"Real or Junk?" will be back soon

08 August 2022, by Adam McMaster

In November I wrote that we had added a large batch of 400,000 subjects to the Real or junk? workflow on SuperWASP Variable Stars. I'm pleased to report that all of those subjects have now been completed!

It's been about a year and a half since we launched the Real or junk? workflow, and in that time we've managed to filter over 1.1 million light curves, narrowing down the set to about 400,000 real subjects which don't look like random noise. This is amazing progress! This smaller set of subjects then feeds into the main light curve classification workflow, speeding up our search for variable stars.

We're not done yet, though. There is still plenty of data left to filter. But, we now have enough light curves which have been labelled as either real or junk that we can train a computer to identify them automatically. SuperWASP Variable Stars team member Hugh Dickinson has already built a computer model which can do that, and we've been testing it out in recent weeks.

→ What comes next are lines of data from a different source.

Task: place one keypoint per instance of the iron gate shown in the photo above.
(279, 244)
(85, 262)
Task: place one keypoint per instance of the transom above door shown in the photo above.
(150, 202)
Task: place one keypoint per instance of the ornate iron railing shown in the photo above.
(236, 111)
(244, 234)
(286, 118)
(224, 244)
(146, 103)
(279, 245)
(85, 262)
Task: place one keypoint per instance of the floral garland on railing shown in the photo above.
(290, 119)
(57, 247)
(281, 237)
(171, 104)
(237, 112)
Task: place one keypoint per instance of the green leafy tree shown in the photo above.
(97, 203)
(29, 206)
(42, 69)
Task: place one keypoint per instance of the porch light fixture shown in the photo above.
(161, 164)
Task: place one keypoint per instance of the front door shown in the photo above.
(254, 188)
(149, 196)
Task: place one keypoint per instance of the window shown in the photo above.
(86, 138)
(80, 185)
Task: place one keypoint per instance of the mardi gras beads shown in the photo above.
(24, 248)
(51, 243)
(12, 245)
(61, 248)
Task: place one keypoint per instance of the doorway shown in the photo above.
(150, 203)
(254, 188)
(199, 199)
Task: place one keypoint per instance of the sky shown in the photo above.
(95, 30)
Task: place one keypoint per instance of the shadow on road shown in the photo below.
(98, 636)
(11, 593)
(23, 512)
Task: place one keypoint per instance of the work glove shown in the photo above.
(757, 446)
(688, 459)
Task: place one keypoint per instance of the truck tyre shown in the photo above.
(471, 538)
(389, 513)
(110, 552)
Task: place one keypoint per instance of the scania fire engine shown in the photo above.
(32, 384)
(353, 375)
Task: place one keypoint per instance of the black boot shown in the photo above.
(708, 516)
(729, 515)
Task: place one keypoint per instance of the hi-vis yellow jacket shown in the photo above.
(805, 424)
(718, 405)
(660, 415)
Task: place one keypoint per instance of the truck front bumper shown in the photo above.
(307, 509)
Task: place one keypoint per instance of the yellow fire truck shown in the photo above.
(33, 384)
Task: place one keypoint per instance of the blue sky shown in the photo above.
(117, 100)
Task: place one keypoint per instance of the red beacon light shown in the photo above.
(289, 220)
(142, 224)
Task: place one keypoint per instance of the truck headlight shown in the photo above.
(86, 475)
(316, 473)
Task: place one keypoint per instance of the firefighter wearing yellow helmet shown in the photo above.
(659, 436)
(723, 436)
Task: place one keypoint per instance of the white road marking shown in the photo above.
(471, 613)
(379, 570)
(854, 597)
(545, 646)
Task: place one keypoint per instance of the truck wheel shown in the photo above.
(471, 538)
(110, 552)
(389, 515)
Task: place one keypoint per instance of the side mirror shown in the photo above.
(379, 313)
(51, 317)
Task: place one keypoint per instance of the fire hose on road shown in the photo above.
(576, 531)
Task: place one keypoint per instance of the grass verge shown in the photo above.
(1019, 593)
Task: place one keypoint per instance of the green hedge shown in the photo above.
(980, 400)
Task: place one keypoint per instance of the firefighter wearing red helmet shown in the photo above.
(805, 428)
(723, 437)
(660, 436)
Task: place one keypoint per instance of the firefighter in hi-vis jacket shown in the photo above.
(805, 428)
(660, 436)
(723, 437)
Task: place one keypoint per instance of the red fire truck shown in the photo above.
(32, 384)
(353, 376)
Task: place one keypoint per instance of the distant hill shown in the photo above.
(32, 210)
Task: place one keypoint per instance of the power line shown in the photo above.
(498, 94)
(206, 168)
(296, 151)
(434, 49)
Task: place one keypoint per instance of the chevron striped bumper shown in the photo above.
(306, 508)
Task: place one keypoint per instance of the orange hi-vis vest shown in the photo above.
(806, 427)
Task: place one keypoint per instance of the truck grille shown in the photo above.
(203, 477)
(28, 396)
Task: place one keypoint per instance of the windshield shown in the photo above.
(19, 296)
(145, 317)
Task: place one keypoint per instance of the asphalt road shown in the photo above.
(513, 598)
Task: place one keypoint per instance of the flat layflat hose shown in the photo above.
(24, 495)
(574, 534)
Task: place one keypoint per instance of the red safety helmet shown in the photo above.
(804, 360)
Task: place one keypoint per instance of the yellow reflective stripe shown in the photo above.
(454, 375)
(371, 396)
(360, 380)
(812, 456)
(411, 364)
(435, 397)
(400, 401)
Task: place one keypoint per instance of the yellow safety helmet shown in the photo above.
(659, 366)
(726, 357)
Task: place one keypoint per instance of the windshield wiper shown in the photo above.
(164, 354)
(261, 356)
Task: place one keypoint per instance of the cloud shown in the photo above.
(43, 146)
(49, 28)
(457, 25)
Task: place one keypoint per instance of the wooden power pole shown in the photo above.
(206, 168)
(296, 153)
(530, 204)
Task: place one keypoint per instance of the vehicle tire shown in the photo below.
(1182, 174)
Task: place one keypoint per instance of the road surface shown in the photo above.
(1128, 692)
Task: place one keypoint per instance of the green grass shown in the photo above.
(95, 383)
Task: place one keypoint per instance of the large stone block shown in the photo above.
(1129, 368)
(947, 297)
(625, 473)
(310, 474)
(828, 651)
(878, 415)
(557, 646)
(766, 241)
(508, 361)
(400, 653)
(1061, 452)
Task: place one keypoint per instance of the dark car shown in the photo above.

The computer model is pretty good at classifying light curves and most of the time it can correctly separate real data from junk. However, since the data is pretty noisy we can't rely on this alone, as it does sometimes make mistakes and we don't want to miss anything.

That brings us to what's next for Real or junk? – we're going to put it on pause for a few weeks, and when we bring it back it will be powered by Hugh's computer model. We'll classify everything with the computer model first, and anything it identifies as real will be sent to the main workflow to be classified in full. For anything it identifies as junk, we'll ask you to give us one manual classification (rather than the three we ask for at the moment) and if you think it's real (i.e. if you disagree with the computer) we'll send it to be classified in the main workflow.

This way we can maintain the high level of accuracy we've had until now, but without needing as much work from our volunteers. We wouldn't want to waste your time by asking you to do something a computer can do. This also means we will be able to filter out the rest of the junk much more quickly, helping us to find interesting new variable stars even faster!